2. Absence Plus Treatment
(a) A period of incapacity of more than three consecutive calendar days (including any subsequent treatment or period of incapacity relating to the same condition), that also involves:
(1) Treatment two or more times by a health care provider, by a nurse or physician's assistant under direct supervision of a health care provider, or by a provider of health care services (e.g., physical therapist) under orders of, or on referral by, a health care provider; or
(2) Treatment by a health care provider on at least one occasion which results in a regimen of continuing treatment under the supervision of the health care provider.
3. Pregnancy [NOTE: An employee's own incapacity due to pregnancy is covered as a serious health condition under FMLA but not under CFRA]
Any period of incapacity due to pregnancy or for prenatal care.
4. Chronic Conditions Requiring Treatment - A chronic condition which:
(1) Requires periodic visits for treatment by a health care provider, or by a nurse or physician's assistant under direct supervision of a health care provider;
(2) Continues over an extended period of time (including recurring episodes of a single underlying condition); and
(3) May cause episodic rather than a continuing period of incapacity (e.g., asthma, diabetes, epilepsy, etc.).
5. Permanent/Long-term Conditions Requiring Supervision - A period of incapacity which is permanent or long-term due to a condition for which treatment may not be effective. The employee or family member must be under the continuing supervision of, but need not be receiving active treatment by, a health care provider. Examples include Alzheimer's, a severe stroke, or the terminal stages of a disease.
6. Multiple Treatments (Non-Chronic Conditions) - Any period of absence to receive multiple treatments (including any period of recovery therefrom) by a health care provider or by a provider of health care services under orders of, or on referral by, a health care provider, either for restorative surgery after an accident or other injury, or for a condition that would likely result in a period of incapacity of more than three consecutive calendar days in the absence of medical intervention or treatment, such as cancer (chemotherapy, radiation, etc.), severe arthritis (physical therapy), or kidney disease (dialysis).

Credits

Note: Authority cited: Section 12935, Government Code. Reference: Section 12945.2, Government Code; California Genetic Information Nondiscrimination Act, Stats. 2011, ch. 261; Family and Medical Leave Act of 1993, 29 U.S.C. § 2601 et seq.; and 29 C.F.R. § 825.
History
1. Change without regulatory effect renumbering former section 7297.10 to new section 11097 and amending section and Note filed 10-3-2013 pursuant to section 100, title 1, California Code of Regulations (Register 2013, No. 40).

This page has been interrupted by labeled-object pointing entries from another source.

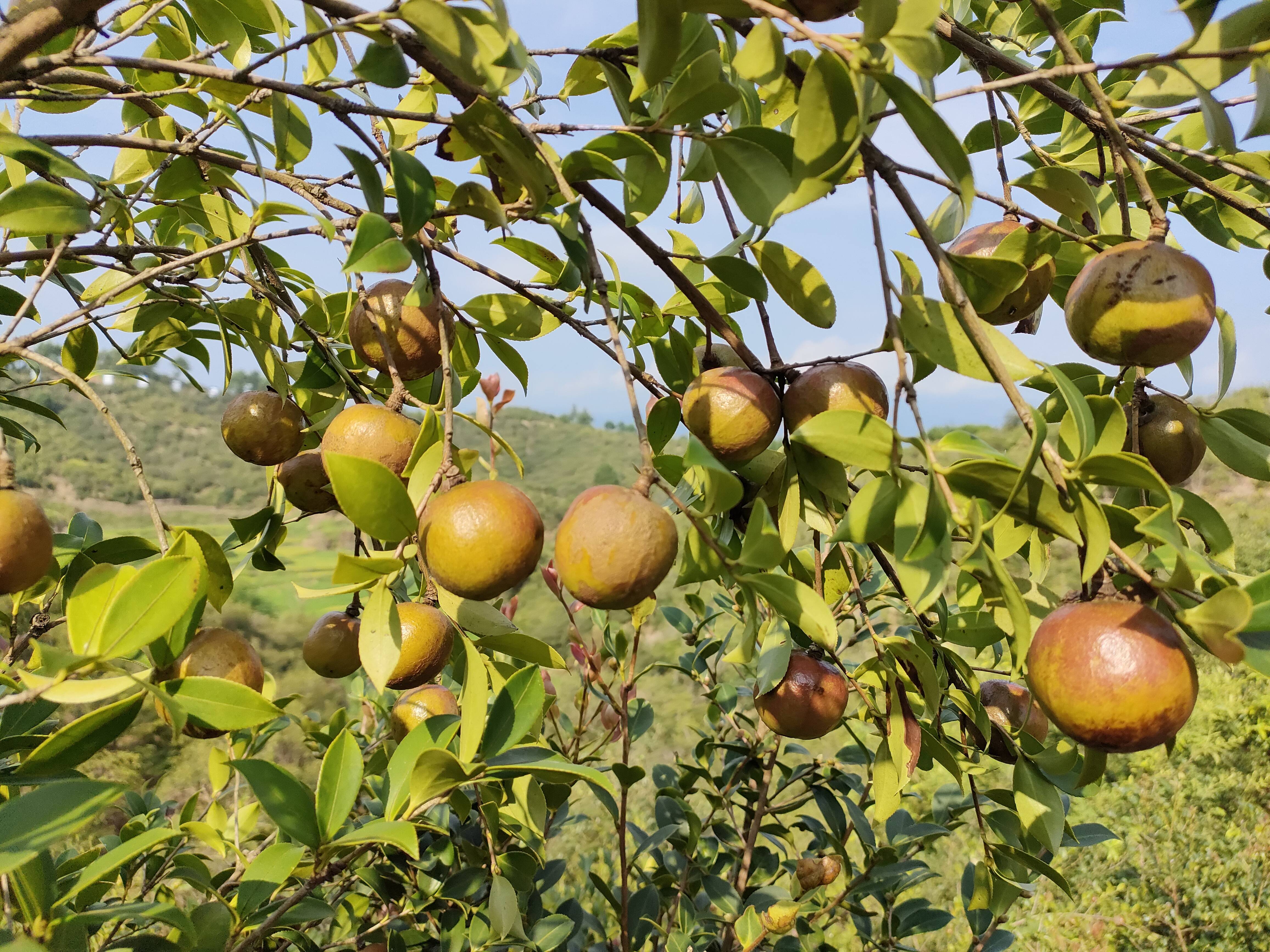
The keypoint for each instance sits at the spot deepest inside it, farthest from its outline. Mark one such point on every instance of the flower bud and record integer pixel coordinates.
(780, 917)
(489, 385)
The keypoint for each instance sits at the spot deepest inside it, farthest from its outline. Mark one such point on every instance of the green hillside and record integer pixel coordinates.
(1196, 853)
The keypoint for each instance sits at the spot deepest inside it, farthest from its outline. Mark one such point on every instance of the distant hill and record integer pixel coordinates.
(186, 460)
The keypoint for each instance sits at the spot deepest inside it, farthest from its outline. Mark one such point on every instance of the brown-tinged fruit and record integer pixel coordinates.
(263, 428)
(614, 548)
(818, 871)
(809, 700)
(332, 645)
(733, 412)
(305, 481)
(482, 539)
(820, 11)
(427, 640)
(214, 653)
(1012, 710)
(373, 432)
(1141, 304)
(1169, 437)
(413, 333)
(1113, 674)
(26, 536)
(721, 356)
(981, 242)
(417, 706)
(834, 387)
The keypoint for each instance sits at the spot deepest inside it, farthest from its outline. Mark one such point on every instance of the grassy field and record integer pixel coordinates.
(1189, 874)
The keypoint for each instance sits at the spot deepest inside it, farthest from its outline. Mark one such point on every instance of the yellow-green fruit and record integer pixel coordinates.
(1141, 304)
(26, 540)
(413, 333)
(1012, 710)
(733, 412)
(981, 242)
(834, 387)
(332, 648)
(482, 539)
(263, 428)
(1169, 437)
(809, 700)
(614, 548)
(722, 355)
(427, 639)
(1113, 676)
(214, 653)
(417, 706)
(305, 481)
(373, 432)
(818, 11)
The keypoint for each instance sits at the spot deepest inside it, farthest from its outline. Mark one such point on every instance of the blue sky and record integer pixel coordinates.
(835, 234)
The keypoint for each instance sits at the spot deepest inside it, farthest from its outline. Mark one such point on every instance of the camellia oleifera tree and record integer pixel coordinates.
(832, 579)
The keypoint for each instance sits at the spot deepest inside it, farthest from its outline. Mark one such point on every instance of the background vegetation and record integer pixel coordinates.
(1191, 872)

2. Renumbering of former section 11097 to section 11096 and renumbering and amendment of former section 11098 to section 11097, including amendment of section and Note, filed 3-4-2015; operative 7-1-2015 (Register 2015, No. 10).

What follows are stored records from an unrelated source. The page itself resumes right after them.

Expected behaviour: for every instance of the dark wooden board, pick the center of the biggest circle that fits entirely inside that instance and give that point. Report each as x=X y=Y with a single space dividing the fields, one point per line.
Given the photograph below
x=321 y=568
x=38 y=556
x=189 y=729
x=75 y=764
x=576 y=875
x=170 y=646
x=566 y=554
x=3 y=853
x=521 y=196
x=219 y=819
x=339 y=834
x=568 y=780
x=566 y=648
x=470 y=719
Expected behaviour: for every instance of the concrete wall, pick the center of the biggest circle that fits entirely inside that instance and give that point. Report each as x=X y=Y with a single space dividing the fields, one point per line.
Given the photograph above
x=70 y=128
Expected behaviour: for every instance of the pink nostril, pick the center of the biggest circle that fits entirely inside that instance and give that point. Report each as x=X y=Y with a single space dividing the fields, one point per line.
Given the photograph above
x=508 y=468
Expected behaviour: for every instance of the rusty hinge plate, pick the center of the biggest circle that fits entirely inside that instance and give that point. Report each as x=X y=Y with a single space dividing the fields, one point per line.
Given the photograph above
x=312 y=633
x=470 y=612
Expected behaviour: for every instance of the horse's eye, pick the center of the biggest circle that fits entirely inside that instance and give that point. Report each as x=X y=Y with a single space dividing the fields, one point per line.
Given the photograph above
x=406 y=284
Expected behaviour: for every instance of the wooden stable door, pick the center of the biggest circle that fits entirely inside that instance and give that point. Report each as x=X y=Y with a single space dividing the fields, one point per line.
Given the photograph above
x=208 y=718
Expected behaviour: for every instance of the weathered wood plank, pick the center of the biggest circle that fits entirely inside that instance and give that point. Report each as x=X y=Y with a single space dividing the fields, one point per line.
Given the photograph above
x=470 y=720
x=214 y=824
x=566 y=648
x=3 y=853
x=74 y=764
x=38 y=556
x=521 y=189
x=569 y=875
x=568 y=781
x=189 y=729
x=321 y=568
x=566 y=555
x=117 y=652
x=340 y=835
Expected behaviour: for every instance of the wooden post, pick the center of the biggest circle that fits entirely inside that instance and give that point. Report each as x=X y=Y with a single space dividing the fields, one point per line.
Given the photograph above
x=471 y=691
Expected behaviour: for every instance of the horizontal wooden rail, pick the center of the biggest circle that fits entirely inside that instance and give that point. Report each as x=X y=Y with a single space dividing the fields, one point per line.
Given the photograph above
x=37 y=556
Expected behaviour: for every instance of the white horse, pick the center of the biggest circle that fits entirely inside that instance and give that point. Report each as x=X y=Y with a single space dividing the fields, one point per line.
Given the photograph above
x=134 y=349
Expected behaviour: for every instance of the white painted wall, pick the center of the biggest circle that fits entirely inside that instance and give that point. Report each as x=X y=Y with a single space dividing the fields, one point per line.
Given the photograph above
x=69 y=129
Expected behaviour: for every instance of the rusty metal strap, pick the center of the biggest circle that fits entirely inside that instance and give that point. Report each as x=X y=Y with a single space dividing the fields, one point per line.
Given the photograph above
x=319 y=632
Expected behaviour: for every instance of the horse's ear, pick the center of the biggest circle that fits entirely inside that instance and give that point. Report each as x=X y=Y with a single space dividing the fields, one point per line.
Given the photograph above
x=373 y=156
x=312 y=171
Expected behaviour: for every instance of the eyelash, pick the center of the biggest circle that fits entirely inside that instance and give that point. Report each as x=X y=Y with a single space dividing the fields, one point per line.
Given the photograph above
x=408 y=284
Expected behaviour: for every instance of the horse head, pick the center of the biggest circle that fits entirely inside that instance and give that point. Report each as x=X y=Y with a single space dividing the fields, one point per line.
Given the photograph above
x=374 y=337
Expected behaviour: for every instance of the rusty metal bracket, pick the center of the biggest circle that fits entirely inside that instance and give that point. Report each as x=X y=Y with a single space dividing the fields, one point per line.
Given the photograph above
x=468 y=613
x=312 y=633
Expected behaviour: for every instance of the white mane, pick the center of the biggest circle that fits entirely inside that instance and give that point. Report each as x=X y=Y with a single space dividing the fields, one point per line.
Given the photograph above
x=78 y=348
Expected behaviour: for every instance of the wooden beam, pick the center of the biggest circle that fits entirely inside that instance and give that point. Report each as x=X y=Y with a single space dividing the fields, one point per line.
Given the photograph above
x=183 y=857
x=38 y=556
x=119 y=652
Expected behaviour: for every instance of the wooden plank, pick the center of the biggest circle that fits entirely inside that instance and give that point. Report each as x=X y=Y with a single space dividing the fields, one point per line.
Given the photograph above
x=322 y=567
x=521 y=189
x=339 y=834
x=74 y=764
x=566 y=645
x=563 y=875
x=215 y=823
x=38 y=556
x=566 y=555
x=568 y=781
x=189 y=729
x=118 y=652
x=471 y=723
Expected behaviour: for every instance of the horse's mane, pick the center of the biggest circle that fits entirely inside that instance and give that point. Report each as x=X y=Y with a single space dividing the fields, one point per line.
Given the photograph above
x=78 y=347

3. Amendment of section and Note filed 2-27-2019; operative 4-1-2019 (Register 2019, No. 9).
4. Change without regulatory effect amending section filed 12-30-2020 pursuant to section 100, title 1, California Code of Regulations; effective 1-1-2021 (Register 2021, No. 1). (OAL review extended 60 calendar days pursuant to Executive Order N-40-20.)
5. Editorial correction of History 4 (Register 2021, No. 3).
6. Change without regulatory effect amending section filed 1-11-2022 pursuant to section 100, title 1, California Code of Regulations (Register 2022, No. 2).
7. Change without regulatory effect amending section filed 3-20-2023 pursuant to section 100, title 1, California Code of Regulations (Register 2023, No. 12).
This database is current through 4/5/24 Register 2024, No. 14.